Interpretive Summary: Baby chicks get infected with germs called Salmonella. These germs do not make the baby chick sick, but the germs can move from the chick to humans and make them very sick. The purpose of these experiments was to try to find out why the germs can infect baby chicks but not make them sick. We found that the germs cause the baby chick’s immune system to produce cells that hide the germs from the immune system. This allows the germs to stay in the gut of the baby chick where they can live unnoticed. The results of this experiment are important to the pharmaceutical industry in the United States because we now know which cells are produced by the baby chick’s cells of the immune system when they see Salmonella. Thus, we can now see if there are ways for us to get the baby chick to stop making these cells which will help the chick fight Salmonella infections.

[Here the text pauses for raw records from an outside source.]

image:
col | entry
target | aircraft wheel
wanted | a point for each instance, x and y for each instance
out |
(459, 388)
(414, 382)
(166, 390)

Technical Abstract: Two experiments were conducted to study Regulatory T cell (Treg) properties post-Salmonella infection in broiler birds. Four-day-old broiler chicks were orally infected with 5x106 CFU/ml Salmonella enteritidis or sterile PBS (control). Samples were collected at 4, 7, 10, and 14 d post-infection. There was a significant (P < 0.05) increase in the number of CD4^+CD25^+ cells by day 4 post-infection that increased steadily throughout the course of the 14 days of infection, whereas the number of CD4^+CD25^+ cells in the non-infected controls remained steady throughout the study. CD4^+CD25^+ cells from cecal tonsils of S. enteritidis-infected birds had higher (P < 0.05) amount of IL-10 mRNA content than the CD4^+CD25^+ cells from the non-infected controls at all the time points studied. The amount of IL-2 mRNA content in the cecal tonsil CD4^+CD25^+ cells from the infected birds did not differ significantly (P > 0.05) when compared to that in the non-infected control birds. At a lower effector/responder cell ratio of 0.25:1, CD4^+CD25^+ cells from cecal tonsils of Salmonella-infected birds suppressed T cell proliferation at d 7 and 14 post-S. enteritidis infection while CD4^+CD25^+ cells from non-infected control groups did not suppress T cell proliferation. In the second experiment, day-old chickens were orally infected with 0 (control) or 1.25 X 10^8 CFU/bird S. enteritidis. At 7 and 21 d post Salmonella challenge, CD25^+ cells collected from cecal tonsils of S. enterica infected birds and restimulated in vitro with Salmonella-antigen had significantly higher IL-10 mRNA compared to that in the control group. Spleen CD4^+CD25^+, CD4^+, and CD8^+ cell percentage did not differ significantly between the Salmonella infected and control birds. In conclusion, S. enteritidis infection increased the Treg percentage, suppressive properties, and IL-10 mRNA amounts in the cecal tonsils of broiler birds.